|Publication Date||February 2007|
|Series||Gender and History|
Despite current debate over the paternal role, fatherhood is a relatively new area of investigation in literary, historical and cultural studies. The contributors to this illustrated, interdisciplinary volume - one of the first extended investigations of paternity in nineteenth-century Britain and its empire - penetrate the stereotype of the Victorian paterfamilias to uncover intimate and involved, authoritarian and austere fathers. Finding surprising precursors of the 'new man' and the 'lone father', Trev Lynn Broughton and Helen Rogers provide an essential overview of changing ideologies and practices of fatherhood as the family acquired its distinctively modern form.
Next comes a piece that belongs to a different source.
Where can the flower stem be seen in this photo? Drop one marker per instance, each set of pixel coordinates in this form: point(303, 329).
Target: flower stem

Gender and Fatherhood in the Nineteenth Century:
- offers nuanced re-readings of artistic and literary representations of domesticity, investigations of fathering at home and at work, and of legal, political and religious discourses, suggesting that fatherhood generated more anxiety and debate than previously acknowledged
- explores how traditional conceptions of paternal authority worked to accommodate the 'cult of motherhood'
- examines how paternal power was embedded in social institutions
- shows how models of social fatherhood provided powerful men with a means of negotiating their relationship with working-class men and colonized subjects.
As these innovative essays demonstrate, the history of fatherhood can illuminate our understanding of class, society and empire as well as of gender and the family. Together they form an indispensable resource for anyone studying Victorian fatherhood as part of a History, Literature, Art, Social or Cultural Studies course.